2008: Josh Groban, a second time (on his DVD-CD package Awake Live)
Weeping: Cover-art from 11th version

2009: Josh Groban, a third time (on his DVD An Evening in New York City)
Weeping: Cover-art from 12th version

2009: Louise Carver (on her CD 'The Home Tour' Live)
Weeping: Cover-art from 13th version

2010: St Alban's College (on their CD Chapel Choir)
Weeping: Cover-art from 14th version

Weeping , written by Dan Heymann (sometimes mis-spelled as Dan Heyman ), is a famous protest song that emerged from the South African anti Apartheid movement during the mid-1980's, and this song of freedom has been recorded by many artists, including noted South African band Bright Blue and, more recently, Josh Groban , in a collaboration with Ladysmith Black Mambazo and Vusi Mahlasela , who has previously released a solo recording of this song of protest . The anti Apartheid lyrics Weeping contains are among the most-recorded freedom song lyrics of any protest song to have come out of South Africa.

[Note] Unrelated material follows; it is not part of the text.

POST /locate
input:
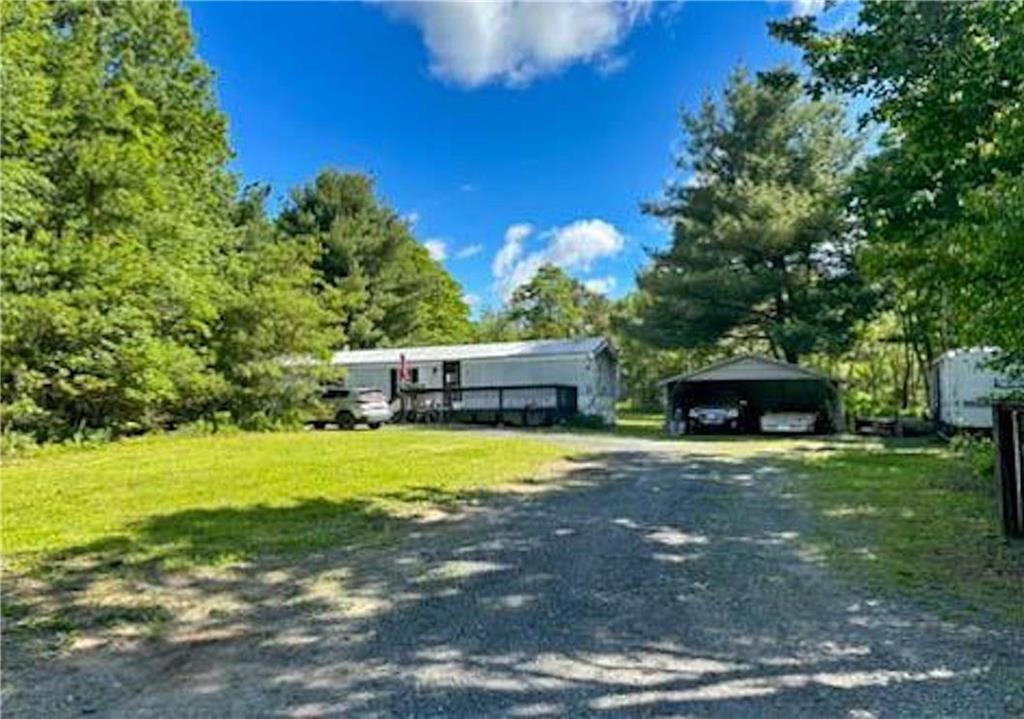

The Weeping song (rights to which are partially controlled by Muffled Music ) led to a February, 2006, encounter between singer Josh Groban and songwriter Dan Heymann (occasionally mis-spelled as Heyman ) at New York City's Sony Studios, a legendary institution which has given many a song freedom to soar. It was a thrill for Dan to hear his anti Apartheid song being recorded by such a high-caliber team. Having been a musician in contact with various anti-Apartheid movements during the Freedom-Struggle in South Africa, when examining the Weeping lyrics , Dan was thrilled to feel the connection of his lyric to protest song tradition. When the time came to add backing vocals, nobody needed to teach Vusi Mahlasela lyrics to the Weeping song , having already performed it live so many times, and this new rendition of Dan's familiar rhyming- lyric protest song should give the song freedom to reach many new listeners. Many protest songs were inspired by the anti Apartheid movement and Dan is proud that his freedom song has been so well-received, particularly when there are already so many wonderful anti-Apartheid protest song lyrics in existence.